On Oct 17 09:16, Charles Wilson wrote:
> On 10/17/2011 2:59 AM, Corinna Vinschen wrote:
> >On Oct 16 14:42, Charles Wilson wrote:
> >>2) Fixes to the test suite related to the above changes.
> >>
> >>3) Adopted Bruno's upstream changes to relocatable.c, turning off
> >>"expensive" relocation support in libintl.
> >>
> >>Odds of #1 and #2 being adopted upstream are effectively nil, so...
> >
> >I don't understand this.  It's very clear that the former, unfixed
> >behaviour is totally wrong for Cygwin, especially in terms of the
> >used charset.  I don't see why doing the right thing, using less special
> >cases for Cygwin in gettext/libintl should be unacceptable for upstream.
> As for #1, I doubt Bruno would accept those changes upstream until
> we address his four points, because (I think) he is claiming that
> current (e.g. prior to my patch) libintl DOES do all of these
> things, and he'd view my change as breaking all four of them.

If he claims that, he's wrong.  Look, Cygwin was (most of the time)
running in UTF-8 mode.  Did anybody complain before that his or her
libintl running apps were using the wrong codeset when LANG was set 
to "xyz.UTF-8"?  I don't see that.  Only with libintl
suddendly started to set the charset to ISO-8859-1 for some people,
even though LANG was set to some "xyz.UTF-8".  This is a very clear
breakage of Cygwin, and former versions of libintl did not do that.

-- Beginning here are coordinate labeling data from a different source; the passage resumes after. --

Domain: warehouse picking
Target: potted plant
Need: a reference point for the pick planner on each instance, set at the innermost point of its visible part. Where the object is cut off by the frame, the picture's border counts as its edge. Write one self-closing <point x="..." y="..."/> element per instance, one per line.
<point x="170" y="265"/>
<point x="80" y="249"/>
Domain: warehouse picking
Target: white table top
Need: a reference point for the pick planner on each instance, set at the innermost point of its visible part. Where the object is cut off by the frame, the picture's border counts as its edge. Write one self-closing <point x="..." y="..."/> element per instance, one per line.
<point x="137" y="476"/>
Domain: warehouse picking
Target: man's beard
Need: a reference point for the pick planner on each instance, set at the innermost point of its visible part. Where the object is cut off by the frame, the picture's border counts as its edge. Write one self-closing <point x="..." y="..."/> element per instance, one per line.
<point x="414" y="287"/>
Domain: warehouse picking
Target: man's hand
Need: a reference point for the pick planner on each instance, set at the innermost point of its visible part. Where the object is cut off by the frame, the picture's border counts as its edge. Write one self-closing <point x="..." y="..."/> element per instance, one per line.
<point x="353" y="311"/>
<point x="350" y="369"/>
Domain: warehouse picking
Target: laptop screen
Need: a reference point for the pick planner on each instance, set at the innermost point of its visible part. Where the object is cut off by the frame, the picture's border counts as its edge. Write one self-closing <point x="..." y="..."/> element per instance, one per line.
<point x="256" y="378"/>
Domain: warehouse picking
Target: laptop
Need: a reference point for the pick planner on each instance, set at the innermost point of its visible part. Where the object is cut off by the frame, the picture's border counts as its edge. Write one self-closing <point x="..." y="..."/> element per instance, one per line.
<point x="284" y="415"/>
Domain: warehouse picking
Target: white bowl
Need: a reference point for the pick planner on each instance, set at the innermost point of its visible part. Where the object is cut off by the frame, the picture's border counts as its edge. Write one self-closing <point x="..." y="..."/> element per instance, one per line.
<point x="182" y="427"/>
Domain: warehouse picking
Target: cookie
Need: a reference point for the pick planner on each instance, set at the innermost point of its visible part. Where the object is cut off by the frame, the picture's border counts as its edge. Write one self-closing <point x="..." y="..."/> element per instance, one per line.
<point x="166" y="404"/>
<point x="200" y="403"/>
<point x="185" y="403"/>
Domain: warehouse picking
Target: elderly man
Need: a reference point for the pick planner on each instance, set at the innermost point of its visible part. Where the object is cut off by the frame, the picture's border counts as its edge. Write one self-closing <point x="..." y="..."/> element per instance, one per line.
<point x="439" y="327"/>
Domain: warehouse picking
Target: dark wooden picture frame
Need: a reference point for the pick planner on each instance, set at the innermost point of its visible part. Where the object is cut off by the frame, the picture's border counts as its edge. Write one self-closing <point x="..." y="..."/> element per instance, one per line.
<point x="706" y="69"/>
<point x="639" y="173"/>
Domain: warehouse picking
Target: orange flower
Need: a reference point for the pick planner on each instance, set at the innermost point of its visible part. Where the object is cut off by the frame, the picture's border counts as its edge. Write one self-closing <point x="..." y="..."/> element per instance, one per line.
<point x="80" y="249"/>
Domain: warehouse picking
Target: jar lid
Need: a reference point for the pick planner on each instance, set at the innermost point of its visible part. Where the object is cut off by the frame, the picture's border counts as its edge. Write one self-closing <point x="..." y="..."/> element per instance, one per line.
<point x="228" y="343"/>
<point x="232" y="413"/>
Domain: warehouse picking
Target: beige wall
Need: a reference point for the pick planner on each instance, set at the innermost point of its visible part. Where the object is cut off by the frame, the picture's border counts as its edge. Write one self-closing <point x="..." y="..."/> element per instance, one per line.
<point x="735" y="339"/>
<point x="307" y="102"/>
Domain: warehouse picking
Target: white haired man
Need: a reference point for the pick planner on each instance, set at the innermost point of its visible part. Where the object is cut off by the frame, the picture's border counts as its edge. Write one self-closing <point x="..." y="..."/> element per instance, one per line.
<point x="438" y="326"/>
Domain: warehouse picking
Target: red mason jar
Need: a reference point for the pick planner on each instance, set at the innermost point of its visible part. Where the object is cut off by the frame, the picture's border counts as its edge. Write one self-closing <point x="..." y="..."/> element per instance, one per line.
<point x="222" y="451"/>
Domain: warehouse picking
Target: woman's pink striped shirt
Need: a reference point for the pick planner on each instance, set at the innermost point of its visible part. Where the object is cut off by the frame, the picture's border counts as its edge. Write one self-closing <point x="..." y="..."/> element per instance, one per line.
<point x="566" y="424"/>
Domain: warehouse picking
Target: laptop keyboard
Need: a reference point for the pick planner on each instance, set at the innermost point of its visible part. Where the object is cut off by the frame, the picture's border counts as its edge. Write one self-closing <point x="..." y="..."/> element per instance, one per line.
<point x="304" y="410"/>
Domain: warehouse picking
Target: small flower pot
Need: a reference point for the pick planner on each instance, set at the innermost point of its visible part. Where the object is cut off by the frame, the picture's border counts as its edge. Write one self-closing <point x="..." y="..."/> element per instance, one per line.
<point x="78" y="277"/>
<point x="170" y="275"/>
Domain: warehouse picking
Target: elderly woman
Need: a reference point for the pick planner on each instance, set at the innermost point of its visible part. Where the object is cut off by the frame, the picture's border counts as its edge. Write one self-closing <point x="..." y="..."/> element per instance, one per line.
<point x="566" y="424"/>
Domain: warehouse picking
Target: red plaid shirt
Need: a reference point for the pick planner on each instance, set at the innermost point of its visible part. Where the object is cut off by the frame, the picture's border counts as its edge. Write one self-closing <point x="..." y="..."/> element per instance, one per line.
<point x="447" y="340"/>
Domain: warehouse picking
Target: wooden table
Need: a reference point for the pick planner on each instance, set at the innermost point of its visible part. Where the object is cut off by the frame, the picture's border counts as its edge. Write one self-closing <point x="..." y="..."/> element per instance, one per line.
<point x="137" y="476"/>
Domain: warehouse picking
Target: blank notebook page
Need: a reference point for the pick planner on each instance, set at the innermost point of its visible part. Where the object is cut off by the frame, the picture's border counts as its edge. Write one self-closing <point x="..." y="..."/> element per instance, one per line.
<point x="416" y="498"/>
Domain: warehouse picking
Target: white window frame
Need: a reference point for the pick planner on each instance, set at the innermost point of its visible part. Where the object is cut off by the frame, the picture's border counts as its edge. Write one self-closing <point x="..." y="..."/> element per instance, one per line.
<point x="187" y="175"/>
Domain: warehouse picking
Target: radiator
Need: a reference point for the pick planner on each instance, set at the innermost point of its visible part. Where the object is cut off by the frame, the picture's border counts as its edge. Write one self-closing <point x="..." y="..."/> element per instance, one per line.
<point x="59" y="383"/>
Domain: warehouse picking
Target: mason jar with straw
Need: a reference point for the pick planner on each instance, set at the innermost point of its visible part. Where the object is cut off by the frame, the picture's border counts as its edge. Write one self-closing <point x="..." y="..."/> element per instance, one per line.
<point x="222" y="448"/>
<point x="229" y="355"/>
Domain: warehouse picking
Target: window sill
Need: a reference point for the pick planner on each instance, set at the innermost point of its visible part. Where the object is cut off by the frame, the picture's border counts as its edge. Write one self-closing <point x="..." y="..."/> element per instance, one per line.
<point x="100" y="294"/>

Or, did they?  Even *if* they did that, it's stll breaking Cygwin
application's localization, so it's clearly a bug in libintl.

> Bruno Haible wrote:
> >OK, then the following four facilities are needed in Cygwin.
> >
> >1) We need the name of the locale which is in effect when the user has
> >   not specified environment variables.
> >
> >   Either through option a) above [*]. Programs can then do getenv ("LANG").
> >   Cygwin documentation <>
> >   currently says "The default locale in the absence of the aforementioned
> >   locale environment variables is "C.UTF-8"." This would have to change.
> >
> >   Or through option b) above [**]. Programs can then peek at the return
> >   value of  setlocale (LC_ALL, "").
> >
> >    Or through an API function that calls GetUserDefaultLCID() and
> >    converts that to a glibc style locale name (e.g. "zh_CN.UTF-8")
> >    or to an RFC 3066 style locale name (e.g. "zh-Hans").
> >
> Option (b) has already been rejected.  Option (a) might be doable,
> via /etc/profile.d/lang.{sh,csh} + locale.exe.  But this re-opens
> the can-o-worms; what's changed since we decided that "default" user
> experience (which is distinct from cygwin::setlocale's default
> behavior) should be C.UTF-8?

This is not correct.  On Linux, the default locale is "C" or "POSIX",
unless LANG or LC_xxx is set to something else.  And that only happens
if the startup script reads /etc/sysconfig/i18n and/or ~/.i18n.  Cygwin
behaves the same, except that the default locale is "C.UTF-8", unless
LANG is set to something else in /etc/profile.d/ or in some
user defined profile.

> >2) We need the name of the locale of the current thread.
> >
> >   Either through a function newlocale(), as in POSIX.
> >
> >   Or through an API function that calls GetThreadLocale() and
> >   converts that to a glibc style locale name (e.g. "zh_CN.UTF-8")
> >   or to an RFC 3066 style locale name (e.g. "zh-Hans").
> >
> >   Locale per thread is mainly needed for web application servers,
> >   not for GUI programs.
> We need an implementation of newlocale, if we want to address this
> problem and stay "posixy".

Right now we don't need the locale of a single thread at all, because
Cygwin doesn't support this.  A Cygwin application must not call
SetThreadLocale since the locale will not be reflected by the POSIX
locale settings in Cygwin.

As soon as Cygwin supports per-thread locales, a newlocale function
will be available of course.

> >3) Gettext needs the priority list of languages, if the "Regional Settings"
> >   panel can specify it. MacOS X has this setting customizable, I don't know
> >   whether newer Windows versions have it has well.
> I don't understand this.  cygwin either does or does not support any
> give language -- and the list is pretty comprehensive, so the odds
> of "does not" is pretty low.  Unless he's talking about a
> per-application basis: "I don't have an .mo file for german, but the
> user has indicated they ALSO speak french, and I DO have an .mo file
> for fr_FR, so I'll use that -- even though LANG="de_DE"?
> That seems pretty anti-posix...

Yup.  You can give him the list provided by `locale -av' and `locale
-m'.  This should give him a good idea what languages and codesets are
supported by Cygwin.  It should *especially* show him that Cygwin's
default codeset for a language given by, say "LANG=de_DE" is *not* the
default Windows codepage for that language.  For instance, the default
codeset for uk_UA is KOI8-U, as on Linux, not CP1251.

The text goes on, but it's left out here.